Fundo Eleitoral de Campanha 2026 – O Tribunal Superior Eleitoral (TSE) divulgou os valores que serão destinados aos partidos políticos por meio do Fundo Especial de Financiamento de Campanha (FEFC) para as eleições gerais de 2026. Ao todo, aproximadamente R$ 4,96 bilhões em recursos públicos serão distribuídos entre 30 legendas habilitadas a participar do processo eleitoral.
A divulgação dos valores segue as normas estabelecidas pela legislação eleitoral brasileira, que determina a transparência na destinação dos recursos utilizados para o financiamento das campanhas de candidatos aos cargos eletivos. O objetivo é garantir que partidos e eleitores tenham acesso às informações sobre a distribuição do fundo.
Entre as siglas que receberão os maiores volumes de recursos estão o Partido Liberal (PL), que lidera a lista com cerca de R$ 881,7 milhões, seguido pelo Partido dos Trabalhadores (PT), com aproximadamente R$ 615,4 milhões. Na terceira posição aparece o União Brasil, que terá acesso a cerca de R$ 526,2 milhões.
Somados, os recursos destinados às três maiores legendas representam uma parcela significativa do montante total disponibilizado para o pleito de 2026. A distribuição leva em consideração critérios definidos em lei, relacionados ao desempenho eleitoral e à representatividade das siglas no Congresso Nacional.

Como funciona o Fundo Eleitoral?
Criado em 2017, o Fundo Especial de Financiamento de Campanha surgiu como uma alternativa para custear as campanhas eleitorais após mudanças nas regras de financiamento político no país. Os recursos são provenientes do Orçamento da União e são liberados exclusivamente em anos de eleições.
Assim, a divisão dos valores entre os partidos segue critérios previstos na legislação eleitoral brasileira.

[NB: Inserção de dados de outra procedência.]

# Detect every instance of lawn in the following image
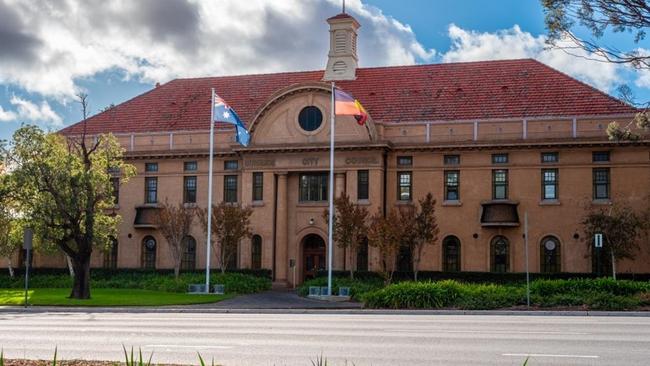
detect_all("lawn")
[0,288,234,306]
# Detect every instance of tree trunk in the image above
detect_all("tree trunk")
[70,255,90,300]
[411,250,420,282]
[65,254,74,277]
[7,257,14,278]
[348,248,354,280]
[609,250,616,281]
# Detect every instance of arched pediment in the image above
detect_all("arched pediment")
[249,82,377,146]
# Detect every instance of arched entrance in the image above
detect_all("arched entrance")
[302,234,327,280]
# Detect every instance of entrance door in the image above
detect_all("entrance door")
[302,234,326,280]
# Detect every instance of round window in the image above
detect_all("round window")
[544,239,555,252]
[144,238,156,250]
[298,106,323,132]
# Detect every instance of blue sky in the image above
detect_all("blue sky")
[0,0,650,139]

Onde uma pequena parcela é distribuída igualmente entre todas as legendas registradas na Justiça Eleitoral. Enquanto isso, a maior parte considera fatores como o número de votos obtidos nas últimas eleições para a Câmara dos Deputados, além da quantidade de deputados federais e senadores eleitos por cada partido.
Atualmente, o modelo prevê que:
- 2% dos recursos sejam divididos igualmente entre todos os partidos com registro válido;
- 35% sejam distribuídos de acordo com a votação obtida pelas legendas na última eleição para a Câmara dos Deputados;
- 48% sejam repartidos conforme o número de deputados federais eleitos;
- 15% sejam destinados proporcionalmente à representação dos partidos no Senado Federal.
Debate sobre o uso dos recursos públicos
Em conclusão, como o Fundo Eleitoral continua sendo tema de debate entre especialistas, representantes políticos e a população. Defensores do modelo afirmam que o mecanismo fortalece a democracia ao garantir recursos para a disputa eleitoral e reduzir a influência econômica privada sobre as campanhas.
Por outro lado, críticos questionam os altos valores destinados ao financiamento político, especialmente em um cenário de desafios econômicos enfrentados por parte da população brasileira.
Afinal, Com a proximidade das eleições de 2026, a divulgação dos valores reforça a importância da transparência na aplicação dos recursos públicos e amplia o debate sobre o financiamento das campanhas eleitorais no Brasil.
Fonte: Tribunal Superior Eleitoral (TSE) e legislação eleitoral brasileira.